Waller agrees that the majority of food producers would do their best to make sure their customers never got sick. However, he says, it's not just about the consumers who choose to take the risk and purchase uninspected foods, because many foodborne viruses are communicable and a family who gets sick could spread infections to others who did not eat the uninspected food.

That's precisely what makes the Utah Farm Bureau Federation nervous. Sterling Brown, the UFBF's vice president of public policy, says his organization opposes the bill because if Utahns become worried about the safety of local food, they might stop buying from all local producers, and not just those who are selling the uninspected food. "Consumer confidence is imperative to a sustainable, viable, growing agriculture in Utah," Brown says. "There has to be some level of inspections on our food, to ensure that when it reaches our kitchen counters, it's a safe product."

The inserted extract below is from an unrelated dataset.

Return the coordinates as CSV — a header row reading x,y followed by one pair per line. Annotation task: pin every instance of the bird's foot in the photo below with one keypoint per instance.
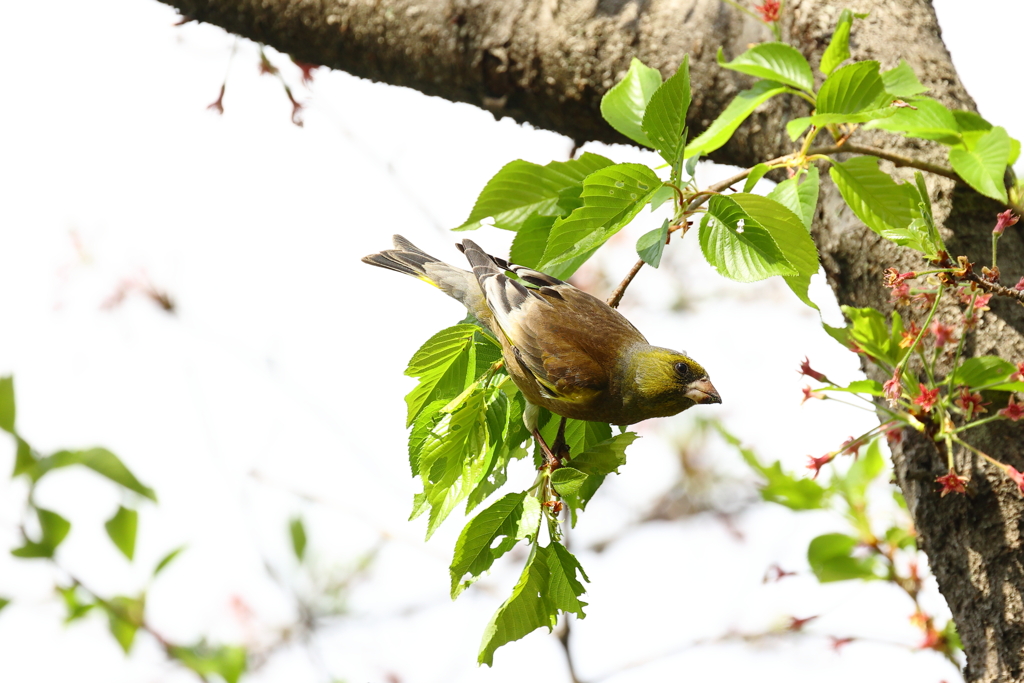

Brown says that he doesn't buy the idea that just because a customer is told that the raw chicken or milk they are buying wasn't inspected, that means the customer is well-informed. "Consumers are gullible; we just buy it and eat it. Just as I would think you would support some level of inspection on a house before you buy it to make sure it was built correctly, there needs to be some level of minimum inspection on our food."

Carl Ingwell, the head of Clean Air Now, disagrees and says he supports the bill because "this is the trend in food today— people want to have their food go through as few steps as possible between the producer and their table." While Ingwell acknowledges the difference between heavily processed foods and safety inspections, he likens Roberts' bill the national trend of moving away from processed foods produced by multinational food corporations. "Anything we can do to get people closer to the producers, the better," Ingwell says. "I think this could help push more people to buy locally."

Nick Como is director of communication & marketing for The Downtown Alliance, which runs the Downtown Farmers Market. He says the bill won't impact their market either way, because rules are already in place that forbid selling food products like poultry and dairy that haven't been through safety inspections. So even if HB144 were to become law, uninspected poultry and dairy wouldn't be turning up at the Downtown Farmers Market, which is the state's largest farmers market. However, the uninspected food could show up at other farmers markets, at roadside stands, and in direct sales from farms.

Several members of the committee speculated that Roberts not showing up for his bill was just "political gamesmanship" and pledged that they would not vote in favor of the bill this year but would demand that it be brought back next year if Roberts wants to move forward. The bill was held in committee without a vote.

Roberts did not respond to repeated requests for comment following the Feb. 5 hearing.